The film's central character, if it can be said there is one, is an eloquent, bespectacled fellow named Li Lu, who in 1989 was a 23-year-old economics student at Nanjing University, on China's central coast. Stirred by his countrymen's growing demands for greater democracy and an end to government corruption, he snuck aboard a train that April and traveled 1,000 miles to Beijing, where he was swept into the maelstrom.

But the novelist in Apted (and in producer Trudie Styler) chronicles much more than a student's political awakening. By examining this one life, the filmmakers suggest China's entire tumultuous history over the last thirty years.

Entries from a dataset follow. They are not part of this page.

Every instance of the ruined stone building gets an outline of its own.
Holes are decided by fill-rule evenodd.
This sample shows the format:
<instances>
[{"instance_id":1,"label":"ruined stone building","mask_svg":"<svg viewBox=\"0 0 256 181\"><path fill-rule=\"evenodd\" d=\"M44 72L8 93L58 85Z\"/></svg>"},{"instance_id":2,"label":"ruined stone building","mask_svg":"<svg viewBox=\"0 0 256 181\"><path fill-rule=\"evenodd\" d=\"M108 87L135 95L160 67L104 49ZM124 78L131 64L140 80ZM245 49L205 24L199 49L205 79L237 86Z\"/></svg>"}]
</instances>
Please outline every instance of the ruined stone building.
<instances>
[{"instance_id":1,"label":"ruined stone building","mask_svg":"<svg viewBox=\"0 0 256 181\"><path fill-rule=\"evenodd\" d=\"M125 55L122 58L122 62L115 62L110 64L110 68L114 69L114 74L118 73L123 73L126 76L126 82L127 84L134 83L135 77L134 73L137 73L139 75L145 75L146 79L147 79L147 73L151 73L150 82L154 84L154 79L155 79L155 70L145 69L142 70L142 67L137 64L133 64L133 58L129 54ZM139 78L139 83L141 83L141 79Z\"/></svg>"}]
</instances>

We learn through dramatic re-creations (done as well as those bastard things can be done) and fascinating archival footage that Li Lu was born in 1966, just as Mao's repressive Cultural Revolution was beginning. Li's father, a Russian-trained engineer, was denounced as a spy and sent to the coal mines. His mother, declared a "hereditary class enemy," was shipped off to a commune for "rehabilitation." The boy was shunted from one foster home to the next, and at age ten he survived China's deadliest earthquake in 400 years, which killed 240,000 people in his hometown of Tangshan. No government relief arrived for months afterward because, Li says, the citizens of his provincial city were considered "the dirt people."

That Li later became a leader of the democracy movement is poetic justice--and historical inevitability. That the movement failed was a tragedy.

How it failed is one of the subjects of Moving the Mountain, but the film's greater, deeper concern lies in the opposing legacies produced at Tiananmen Square. Li Lu, speaking softly in impeccable English, tells us he feels certain he "will again be summoned by history." But for now, he, like most of the other leaders, remains in exile, cut off from his people and his culture.

Enter Apted's graceful segue into the present lives of other democracy-movement leaders. In 1989, after Chinese Prime Minister Li Peng and the hardliners prevailed over their reform-minded colleagues, Deng ordered force in Beijing, and thousands were shot, trampled and crushed by government tanks. Wang Dan, number one on Deng's infamous "most wanted list," was tried and sentenced to five years in prison. Released in 1993, he remains politically active in China, and Apted was able to film him only at a secret location. Others, like the fiery Wu'er Kaixi, fled to Hong Kong, then the West, after 1.2 billion Chinese were deputized to unearth the "criminals." Apted filmed him on the Golden Gate Bridge, the most emblematic setting imaginable.

Chai Ling, number four on the official hit list, spent ten months in hiding and eventually made her way to America, where she studied international affairs at Princeton and now heads a think tank called China Dialogue. But clearly, she remains haunted by guilt and responsibility for those who died. Wang Chaohua, who was 37 when the movement started, was the oldest of the student leaders, and on camera (in Washington, D.C.), she weeps at the past.

Li Lu, the former foster child and veteran of Maoist terror, is now studying economics and law at New York's Columbia University, and when he speaks passionately about his return to China, the film invites us to imagine the visions of home behind his steady gaze.

At last this beautiful film relates to us the Chinese legend from which its title comes, about a peasant farmer who resolves to move a mountain that stands between him and freedom--rock by rock, day by day. Neither the farmer nor his children nor their children can complete the task, of course, but they know they must start somewhere. With that image, superimposed over the ghostly presence of a boy defying a tank, does Moving the Mountain draw to a close. It is one of the most affecting and illuminating political films ever made, and mandatory viewing for any who would grasp the ever more volatile relationship between China and the West.